Kenneth Braswell, executive director of Fathers Incorporated, recalled an event when his daughter was in the second grade. While playing at school she tripped and cut herself. Instead of screaming for her teacher, she yelled for her father.
“More than remembering that she fell and scraped her knee,” Braswell said, “she remembered more that I wasn’t there to console her through that moment of pain.”
Braswell, the author of “When the Tear Won’t Fall,” has served as a board member for the National Fatherhood Leaders Group, Unified Progress International Education and the Fathers and Families Coalition of America, among other organizations.
Many fathers, Braswell said, suffer from a lack of resources and support. The dearth of options and opportunities becomes deeper as one moves “up and down the socioeconomic ladder and across cultural confines,” he said.
Low-income fathers, Braswell said, generally have difficulty obtaining employment, education and housing. The greatest struggle they face, he believes, is in maintaining relationships when financial resources may not be in place to support a family’s needs.
“There’s no shortage or lack of desire in men to want to be great fathers,” he said. “The question is whether or not they have the capacity to do so.”
United States Census Bureau data indicates that a third of the nation’s young people live in homes without their biological fathers. But the social ramifications of that father absenteeism can be severe, according to Carlos Alcazar, chairman of the National Fatherhood Initiative (NFI).
“Children from father-absent homes are two to seven times more likely to live in poverty, fail in school, be abused or neglected, become teen parents, become involved in the criminal justice system and abuse alcohol and drugs,” he said in an e-mail interview.
Founded in 1994, the NFI raises awareness about the ramifications of absent dads on the nation’s youth.
“Ensuring that the public understands that there is a father-absence problem affecting 24 million children is a key first step,” he said. “Evaluations of these programs, such as our InsideOut Dad program for incarcerated fathers, shows that they are effective in increasing the pro-fatherhood attitudes and knowledge.”
Research, he said, indicates that children with absent fathers are four times likelier to live in poverty than those in two-parent homes.“The poverty rates are roughly 40 percent and 10 percent, respectively,” Alcazar stated.
“We have not had a chance in this field of work to really deal with the emotion and pain that is developed when a child doesn’t have one or both of their parents in their lives,” Braswell said. “It’s difficult being the individual you want to be in life, given that you don’t have that person in your life, but it is so much more difficult when you’re trying to be that person through anger and pain.”

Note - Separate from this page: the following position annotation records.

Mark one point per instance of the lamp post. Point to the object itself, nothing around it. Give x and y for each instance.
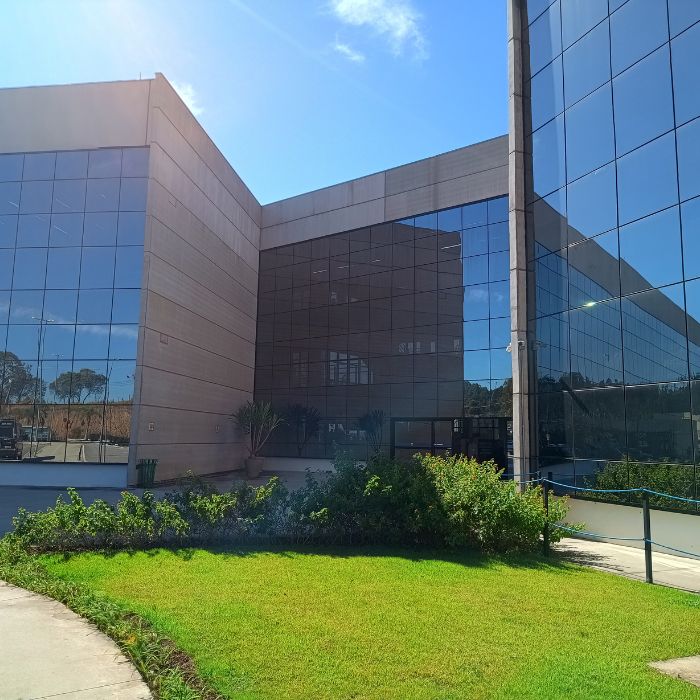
(38, 387)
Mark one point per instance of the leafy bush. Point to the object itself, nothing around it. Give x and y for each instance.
(449, 501)
(433, 501)
(194, 513)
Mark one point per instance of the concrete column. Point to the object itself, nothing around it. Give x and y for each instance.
(522, 452)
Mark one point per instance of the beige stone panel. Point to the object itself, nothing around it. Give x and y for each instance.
(163, 97)
(335, 221)
(462, 190)
(176, 460)
(161, 388)
(189, 260)
(174, 321)
(183, 427)
(172, 284)
(183, 223)
(63, 117)
(164, 133)
(179, 357)
(447, 166)
(165, 171)
(338, 196)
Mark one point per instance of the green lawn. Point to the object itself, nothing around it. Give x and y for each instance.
(362, 623)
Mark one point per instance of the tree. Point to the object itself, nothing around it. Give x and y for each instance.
(79, 386)
(306, 421)
(17, 382)
(372, 424)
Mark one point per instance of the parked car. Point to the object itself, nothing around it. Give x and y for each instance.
(11, 445)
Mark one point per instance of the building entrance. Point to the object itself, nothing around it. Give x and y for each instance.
(481, 438)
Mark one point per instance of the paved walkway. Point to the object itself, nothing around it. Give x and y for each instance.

The uptick in inner city violence, he said, generally occurs in communities where father absenteeism is prevalent.
“As for education, children from father-absent homes are nearly twice as likely to drop out of high school than children in two-parent homes,” Alcazar said. “After taking into account race, socioeconomic status, sex, age and ability, high school students from single-parent households were 1.7 times more likely to drop out than the corresponding counterparts living with both biological parents.”
Children with absent fathers, he continued, were also at elevated risk for substance abuse.

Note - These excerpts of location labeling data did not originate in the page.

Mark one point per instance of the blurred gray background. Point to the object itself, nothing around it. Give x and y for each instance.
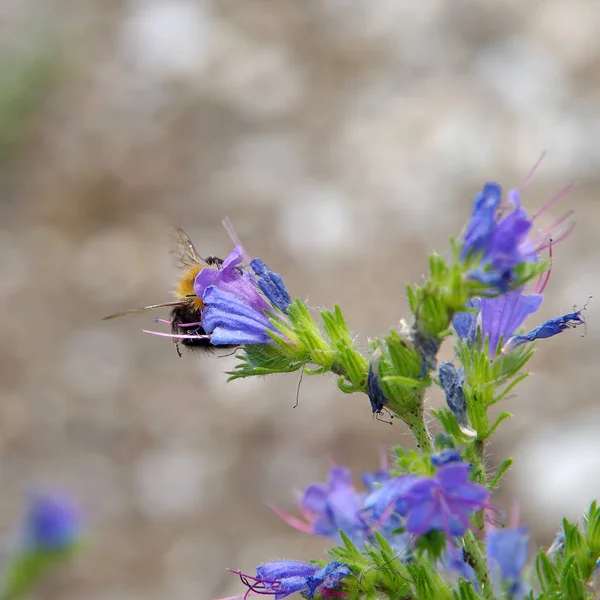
(345, 140)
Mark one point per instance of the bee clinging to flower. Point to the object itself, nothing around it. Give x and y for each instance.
(220, 302)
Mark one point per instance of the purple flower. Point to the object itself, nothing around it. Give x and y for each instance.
(337, 506)
(548, 329)
(443, 502)
(499, 233)
(271, 284)
(507, 553)
(502, 316)
(329, 508)
(283, 578)
(52, 522)
(234, 310)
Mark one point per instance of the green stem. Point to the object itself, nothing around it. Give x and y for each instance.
(478, 562)
(416, 421)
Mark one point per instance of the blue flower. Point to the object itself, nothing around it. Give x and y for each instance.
(234, 311)
(52, 522)
(465, 322)
(271, 285)
(283, 578)
(375, 392)
(334, 507)
(548, 329)
(503, 315)
(499, 235)
(443, 502)
(507, 553)
(337, 506)
(452, 381)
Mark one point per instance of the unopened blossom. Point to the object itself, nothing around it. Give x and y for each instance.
(52, 522)
(507, 554)
(234, 309)
(283, 578)
(452, 382)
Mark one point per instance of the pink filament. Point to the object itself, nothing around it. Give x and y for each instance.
(552, 200)
(543, 279)
(157, 320)
(531, 173)
(292, 521)
(233, 236)
(176, 336)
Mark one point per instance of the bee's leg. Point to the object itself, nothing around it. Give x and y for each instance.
(177, 348)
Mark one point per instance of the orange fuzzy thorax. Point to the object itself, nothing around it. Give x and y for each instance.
(184, 288)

“No matter what their gender, age, family income and race/ethnicity,” he said, “adolescents not living with both parents, biological or adoptive, are 50 percent to 150 percent more likely to use substances, to be dependent on substances and to need illicit drug abuse treatment than adolescents living with two biological or adoptive parents.”

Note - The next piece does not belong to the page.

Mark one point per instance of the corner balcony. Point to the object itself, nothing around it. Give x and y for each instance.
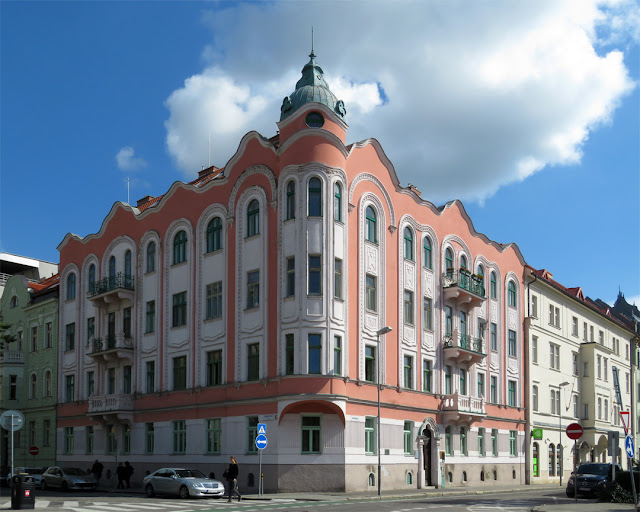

Braswell said he learned how to “be a man” from limited experiences with male role models. As a result, he said he made a lot of mistakes that perhaps would not have been as severe if he had a permanent father figure around. He believes children with both parents in their lives are happier and more engaged, with a greater ability to express themselves.
Braswell’s own experiences with an absent father, he said, motivated him to be a better father to his children. Ultimately, he believe fathers who abandon their children are rejecting one of life’s greatest experiences.
“There is nothing like being able to look into a child’s eyes and know that child is full of everything that you have deposited into them,” Braswell concluded. “You are missing out on probably the biggest joy that you could possibly have.”
The roles fathers play in the lives of their children, Alcazar believes, are “unique and irreplaceable.“ For the absent fathers, he offers frank advice.
“It is never too late to work to become the involved, responsible and committed father your children need, despite any mistakes you may have made in the past,” he concluded. “We need more fathers in the home, and we need fathers in the home to be skilled and involved in their children’s lives.”